Dams and Electricity: Dam It!
In the first edition of this blog, I noted that “the electric sector underpins every other essential industry sector, and it also relies on many of them. I…think of the overlaps like the Olympic rings – all interlinked, with some overlapping more than others.”
For the next several editions, I’ll continue to focus on each critical infrastructure sector in relation to the electric sector because electricity – which began to be deployed as a service close to 150 years ago – has enabled the progress, convenience and abundance that are hallmarks of modern life. Thereafter, I’ll get into the overlapping policy issues in more detail.
In this edition, I’ll discuss the dams sector and how it interacts with the electric sector. Here’s what the Department of Homeland Security’s Cybersecurity and Infrastructure Security Agency (CISA) says about the dams sector in the U.S.:
The Dams Sector delivers critical water retention and control services in the United States, including hydroelectric power generation, municipal and industrial water supplies, agricultural irrigation, sediment and flood control, river navigation for inland bulk shipping, industrial waste management, and recreation. Its key services support multiple critical infrastructure sectors and industries. Dams Sector assets irrigate at least 10 percent of U.S. cropland, help protect more than 43 percent of the U.S. population from flooding, and generate about 60 percent of electricity in the Pacific Northwest.
The Dams Sector includes more than 90,000 dams in the United States—approximately 65 percent are privately owned and approximately 80 percent are regulated by state dam safety offices.
I’ll add here that the spelling of dam is important to differentiate it from the epithet, of course.
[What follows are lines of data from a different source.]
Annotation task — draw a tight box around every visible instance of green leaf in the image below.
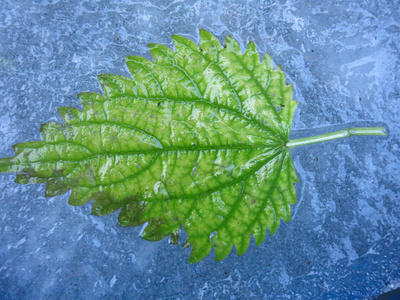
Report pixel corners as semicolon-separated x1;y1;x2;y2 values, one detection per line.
0;30;386;263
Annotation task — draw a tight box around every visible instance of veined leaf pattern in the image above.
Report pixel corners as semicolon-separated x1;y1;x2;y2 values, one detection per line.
0;30;298;262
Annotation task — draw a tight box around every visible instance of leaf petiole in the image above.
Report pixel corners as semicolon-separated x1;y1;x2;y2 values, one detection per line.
286;127;387;148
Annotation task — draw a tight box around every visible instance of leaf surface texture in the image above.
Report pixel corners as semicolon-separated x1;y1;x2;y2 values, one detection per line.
0;30;298;262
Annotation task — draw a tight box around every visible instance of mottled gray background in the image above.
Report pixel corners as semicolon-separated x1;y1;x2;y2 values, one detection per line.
0;0;399;299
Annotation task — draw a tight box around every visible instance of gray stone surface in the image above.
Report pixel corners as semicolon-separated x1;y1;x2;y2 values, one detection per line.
0;0;399;299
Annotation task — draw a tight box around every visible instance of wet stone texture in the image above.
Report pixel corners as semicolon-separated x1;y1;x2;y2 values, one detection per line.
0;0;399;299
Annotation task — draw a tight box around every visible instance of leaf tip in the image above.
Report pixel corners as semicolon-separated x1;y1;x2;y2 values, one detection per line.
0;157;14;174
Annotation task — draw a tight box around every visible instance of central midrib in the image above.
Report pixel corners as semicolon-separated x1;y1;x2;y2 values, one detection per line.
16;142;282;165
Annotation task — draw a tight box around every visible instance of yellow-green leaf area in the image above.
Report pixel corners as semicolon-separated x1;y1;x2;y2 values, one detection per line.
0;30;298;263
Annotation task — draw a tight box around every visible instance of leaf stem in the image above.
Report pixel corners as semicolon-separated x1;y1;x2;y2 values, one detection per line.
286;127;387;148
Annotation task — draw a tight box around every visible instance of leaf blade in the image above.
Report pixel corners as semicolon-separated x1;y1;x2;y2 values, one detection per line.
0;30;298;262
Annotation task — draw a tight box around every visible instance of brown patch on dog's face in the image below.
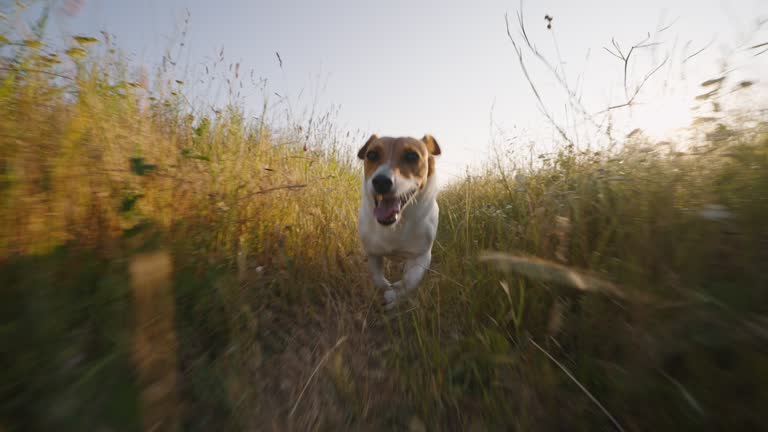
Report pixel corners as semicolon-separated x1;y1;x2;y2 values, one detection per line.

Disclaimer here in case spell-check or my fallible human eye conflate the two.
Before I take us back into the history of dams, I’ll share a personal experience. When I first began working in the electric sector as a lobbyist, I attended a meeting hosted by the Washington Public Utility Districts Association (WPUDA) where they invited congressional staff and others to engage with the engineers and technicians and to tour certain facilities. As you may know, Washington State’s Columbia River system of dams is an engineering wonder that has enabled utilities in the state to offer the lowest electric rates for decades – emissions-free and reliable. It’s been about 20 years since that first trip, so some details are fuzzy, but I believe we toured the Rocky Reach Dam owned by Chelan County Public Utility District, and the Bonneville Dam, run by the U.S. Army Corps of Engineers, with the hydropower output going to Bonneville Power Administration and its customers.
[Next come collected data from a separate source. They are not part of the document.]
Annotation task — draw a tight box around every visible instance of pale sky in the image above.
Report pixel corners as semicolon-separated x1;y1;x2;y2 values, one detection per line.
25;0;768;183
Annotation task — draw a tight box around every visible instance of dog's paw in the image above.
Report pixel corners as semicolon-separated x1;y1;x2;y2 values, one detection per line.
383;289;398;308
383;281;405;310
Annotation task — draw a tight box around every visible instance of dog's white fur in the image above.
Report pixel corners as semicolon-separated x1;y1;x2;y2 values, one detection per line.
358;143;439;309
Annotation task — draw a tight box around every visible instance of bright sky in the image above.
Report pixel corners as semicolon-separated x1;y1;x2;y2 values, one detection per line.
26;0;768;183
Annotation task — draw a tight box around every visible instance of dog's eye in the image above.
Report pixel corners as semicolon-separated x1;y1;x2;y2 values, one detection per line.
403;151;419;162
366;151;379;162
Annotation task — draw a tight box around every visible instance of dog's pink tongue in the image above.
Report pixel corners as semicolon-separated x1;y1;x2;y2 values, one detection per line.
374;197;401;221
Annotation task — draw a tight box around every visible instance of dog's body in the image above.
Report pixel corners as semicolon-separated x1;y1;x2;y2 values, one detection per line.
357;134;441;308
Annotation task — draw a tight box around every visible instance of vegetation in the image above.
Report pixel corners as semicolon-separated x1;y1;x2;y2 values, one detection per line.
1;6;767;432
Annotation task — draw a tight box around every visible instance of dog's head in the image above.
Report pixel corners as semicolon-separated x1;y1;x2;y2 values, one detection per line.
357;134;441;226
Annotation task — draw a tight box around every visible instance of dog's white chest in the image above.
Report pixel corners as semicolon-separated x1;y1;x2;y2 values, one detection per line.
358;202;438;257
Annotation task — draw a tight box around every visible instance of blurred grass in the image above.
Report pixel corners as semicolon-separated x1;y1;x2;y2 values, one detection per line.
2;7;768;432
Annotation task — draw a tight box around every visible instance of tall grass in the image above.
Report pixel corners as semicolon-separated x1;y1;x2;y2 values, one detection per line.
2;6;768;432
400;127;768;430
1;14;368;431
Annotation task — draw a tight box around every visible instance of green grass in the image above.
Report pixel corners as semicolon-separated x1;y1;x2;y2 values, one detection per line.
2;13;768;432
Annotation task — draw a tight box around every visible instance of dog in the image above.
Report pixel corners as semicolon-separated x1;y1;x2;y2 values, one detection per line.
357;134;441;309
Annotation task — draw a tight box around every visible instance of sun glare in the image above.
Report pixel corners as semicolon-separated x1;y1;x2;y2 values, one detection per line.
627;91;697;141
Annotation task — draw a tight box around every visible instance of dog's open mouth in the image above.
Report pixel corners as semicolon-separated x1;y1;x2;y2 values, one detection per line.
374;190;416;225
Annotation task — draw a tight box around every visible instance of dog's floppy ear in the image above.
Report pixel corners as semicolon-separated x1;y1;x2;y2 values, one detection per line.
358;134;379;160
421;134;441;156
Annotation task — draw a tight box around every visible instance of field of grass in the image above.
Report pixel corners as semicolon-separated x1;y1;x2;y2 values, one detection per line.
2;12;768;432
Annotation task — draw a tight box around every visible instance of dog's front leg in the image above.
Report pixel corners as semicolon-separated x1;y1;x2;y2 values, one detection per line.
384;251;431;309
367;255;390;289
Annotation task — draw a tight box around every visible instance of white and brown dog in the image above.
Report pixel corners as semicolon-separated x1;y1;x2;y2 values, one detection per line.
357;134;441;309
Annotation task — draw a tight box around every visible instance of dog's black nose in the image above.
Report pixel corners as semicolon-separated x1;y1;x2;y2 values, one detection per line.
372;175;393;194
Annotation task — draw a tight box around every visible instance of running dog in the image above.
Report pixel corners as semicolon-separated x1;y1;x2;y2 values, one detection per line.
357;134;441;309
On entering the Bonneville Dam, I recall a small museum of sorts, demonstrating how hydropower worked. Having previously been to coal-fired and gas-fired power plants where complicated chemical processes are involved to remove emissions and aid in combustion, the simplicity of this process was stunningly beautiful to me. The power of falling water (the higher the downward trajectory or “head,” the more powerful the flow) spun a turbine that interacted with an electromagnet in the generator to produce electricity – that was then transmitted out to the local grid. Brilliant.
Even then, the utilities had also taken great pains to ensure that fish could traverse the dams, creating fish ladders that enabled almost all healthy fish to make it (over 99%). However, I also noticed that there were seals perched out near the fish ladders enjoying a hearty breakfast. Best laid plans. I’ve heard that, since then, accommodations have been made to level the playing field between the fish and the seals.
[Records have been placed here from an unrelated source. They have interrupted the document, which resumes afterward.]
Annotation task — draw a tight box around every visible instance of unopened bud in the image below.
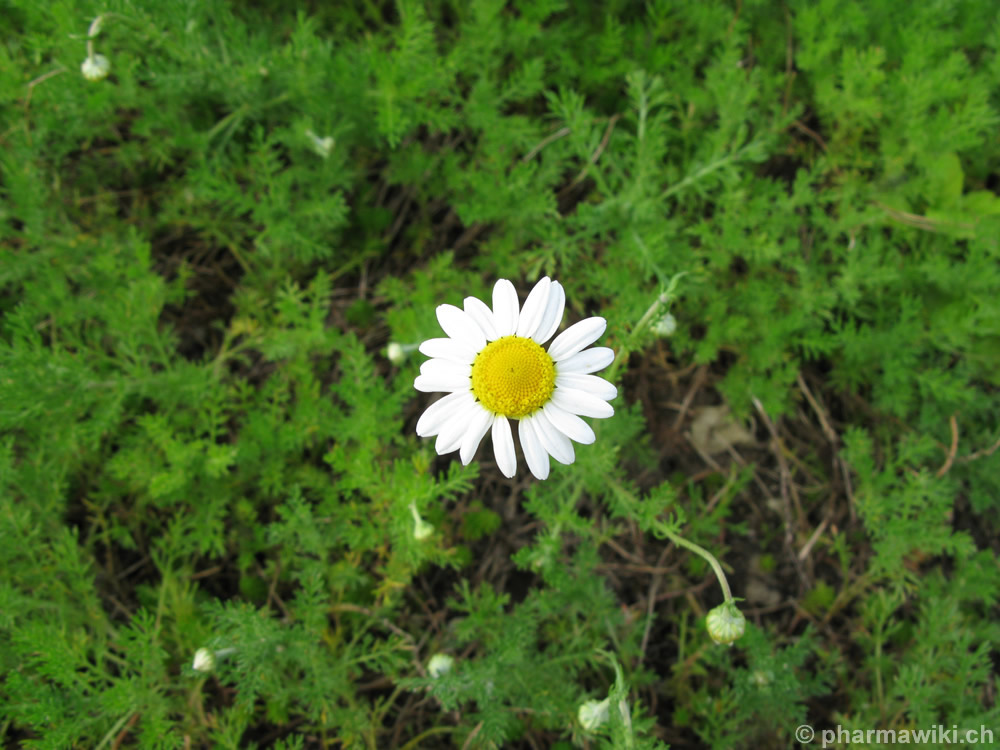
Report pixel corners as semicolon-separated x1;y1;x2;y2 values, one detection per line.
192;648;215;673
81;54;110;82
578;697;610;731
410;503;433;541
386;342;406;365
652;312;677;336
706;601;746;646
427;653;454;678
305;129;335;159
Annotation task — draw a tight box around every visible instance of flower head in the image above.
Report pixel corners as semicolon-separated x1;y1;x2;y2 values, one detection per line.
652;312;677;337
386;342;406;364
414;278;615;480
706;601;746;646
578;697;610;731
427;653;454;678
81;54;110;82
192;648;215;673
409;502;433;541
305;129;335;159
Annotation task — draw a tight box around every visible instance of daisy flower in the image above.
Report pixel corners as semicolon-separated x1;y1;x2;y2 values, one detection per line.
413;277;616;480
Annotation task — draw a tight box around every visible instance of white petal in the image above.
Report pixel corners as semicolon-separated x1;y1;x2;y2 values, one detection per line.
464;295;499;341
515;277;551;339
415;359;471;392
518;417;550;480
529;411;575;465
492;279;519;337
414;372;470;393
420;358;471;381
459;405;493;465
419;337;476;363
547;317;607;361
542;400;596;445
555;373;617;401
436;304;487;352
435;410;470;454
492;415;517;478
552;387;615;419
416;391;475;437
556;347;615;374
532;281;565;344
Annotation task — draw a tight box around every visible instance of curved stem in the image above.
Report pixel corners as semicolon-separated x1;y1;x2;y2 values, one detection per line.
658;525;733;603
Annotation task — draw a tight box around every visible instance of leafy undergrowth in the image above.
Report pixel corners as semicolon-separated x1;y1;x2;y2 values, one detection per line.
2;1;998;748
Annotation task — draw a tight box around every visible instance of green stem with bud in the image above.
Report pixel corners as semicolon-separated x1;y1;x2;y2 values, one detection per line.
605;272;687;383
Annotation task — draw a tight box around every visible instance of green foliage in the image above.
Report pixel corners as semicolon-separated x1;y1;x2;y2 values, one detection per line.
2;0;998;747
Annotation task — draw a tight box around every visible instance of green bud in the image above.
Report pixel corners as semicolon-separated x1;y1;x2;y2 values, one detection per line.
81;54;110;82
409;502;433;541
578;698;610;731
427;653;454;678
706;601;746;646
192;648;215;673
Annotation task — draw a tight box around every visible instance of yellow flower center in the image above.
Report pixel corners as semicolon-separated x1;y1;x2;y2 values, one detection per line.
471;335;556;418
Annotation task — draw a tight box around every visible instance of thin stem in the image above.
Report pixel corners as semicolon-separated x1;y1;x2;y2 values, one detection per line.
658;524;733;603
86;14;103;62
658;138;764;202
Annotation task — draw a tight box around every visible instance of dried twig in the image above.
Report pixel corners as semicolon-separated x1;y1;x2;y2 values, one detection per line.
639;547;671;664
798;516;830;562
566;114;620;191
935;414;959;478
957;433;1000;463
673;365;707;430
521;126;570;163
797;373;838;444
753;396;808;586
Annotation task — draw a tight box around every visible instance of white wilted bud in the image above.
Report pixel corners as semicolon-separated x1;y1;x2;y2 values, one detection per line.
706;601;746;646
578;697;610;731
427;653;454;678
81;54;110;82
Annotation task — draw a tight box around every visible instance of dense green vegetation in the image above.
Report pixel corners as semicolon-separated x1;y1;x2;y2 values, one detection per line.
2;1;998;747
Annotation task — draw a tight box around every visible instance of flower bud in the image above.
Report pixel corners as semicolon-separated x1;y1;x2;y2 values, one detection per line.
578;697;610;731
427;653;454;678
386;342;405;365
706;601;746;646
192;648;215;673
305;129;335;159
81;54;110;82
652;312;677;337
409;503;433;541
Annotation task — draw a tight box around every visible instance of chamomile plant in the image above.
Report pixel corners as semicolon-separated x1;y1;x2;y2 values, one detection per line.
413;276;746;647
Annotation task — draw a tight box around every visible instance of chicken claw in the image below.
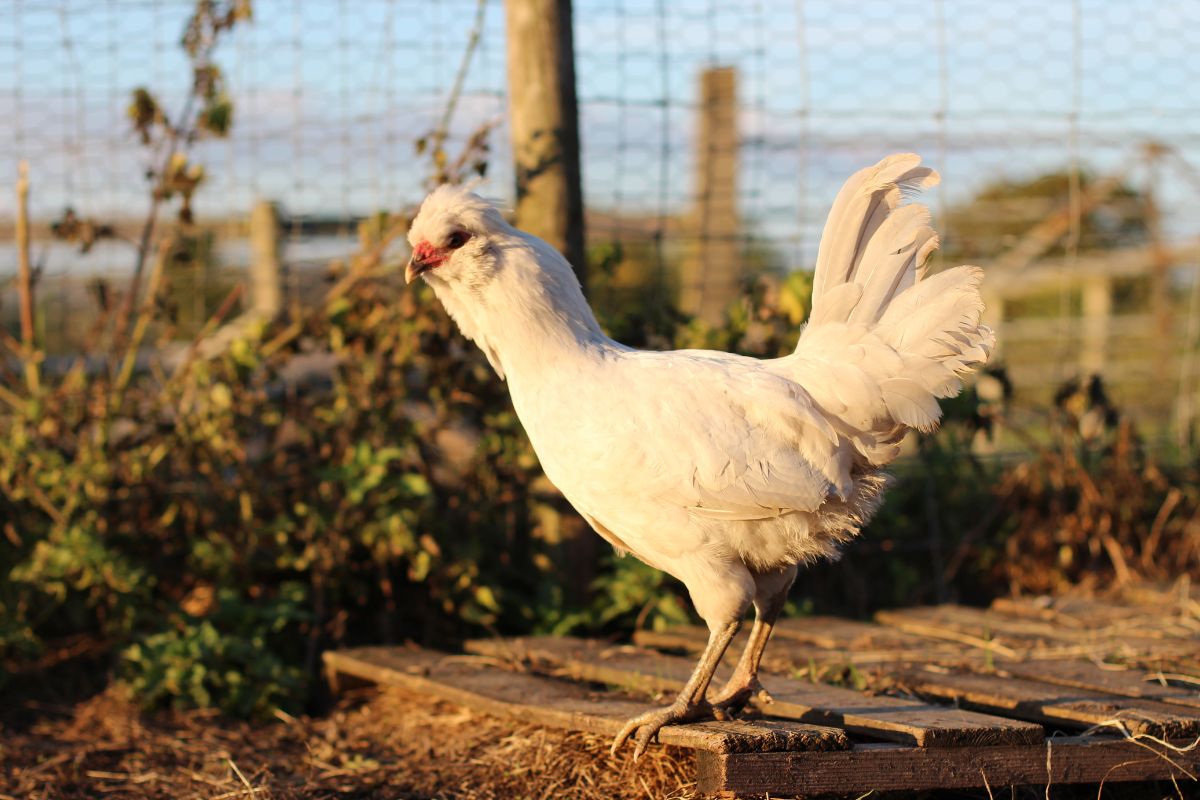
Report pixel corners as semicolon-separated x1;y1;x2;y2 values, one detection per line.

As we all know, beavers are the original dam makers, well before people developed the engineering chops to effectively dam water. What I didn’t know is that there are only two species of beaver – one in North America and one in Eurasia. I also didn’t know that beavers are considered “keystone species” because their dams create wetlands and other habitat for countless other species. So, humans, at least in much of the northern hemisphere, had only to notice what the beavers were doing and attempt to emulate the concept. There is no evidence in the fossil record that they were successful doing so, at least on a more significant scale, until about 5,500 years ago. This timing coincides generally with other innovations in critical infrastructure I’ve written about here, although it’s on the tail end of those major turning points.
Ancient societies had many of the same goals that CISA lays out for the dams sector today – water retention, flood control, and irrigation being primary. According to numerous sources, the Jawa Dam was the first known, functioning dam, and was a masonry gravity dam, which uses the gravity of the dam to counteract the pressure from the water. It was one of a series of dams that attempted to aid water retention in an arid area of what is now modern-day Jordan. The reinforcements used by the dam makers enabled gravity to work in favor of the dam, but that innovation was unfortunately not translated to others for many centuries. The Egyptians attempted a major dam project about 400 years after the Jawa Dam was constructed, but it failed after much investment and was abandoned. They did not come back to major dam construction for another 900 years or so, at which point they were more successful at taming the Nile at Ha-Uar dams where a reservoir was created that still exists today (in an altered form), making it close to 4,000 years old.
About 4,500 years ago, the Dholavira system of dams and reservoirs was created in modern-day India. Sometime between 2,700 and 3,700 years ago in modern-day Yemen, another major innovation in dam building occurred at the Great Dam of Marib, which was originally 13 feet high and 1900 feet in length. It was made of packed earth, triangular in cross-section and also used stonework on either side to marry it with the natural rock abutting the dam. The dam was maintained and reinforced for centuries thereafter, and the site now hosts a modern dam. The ancient Chinese constructed dams and reservoir systems as well, with the oldest verified to be from about 2,300 years ago.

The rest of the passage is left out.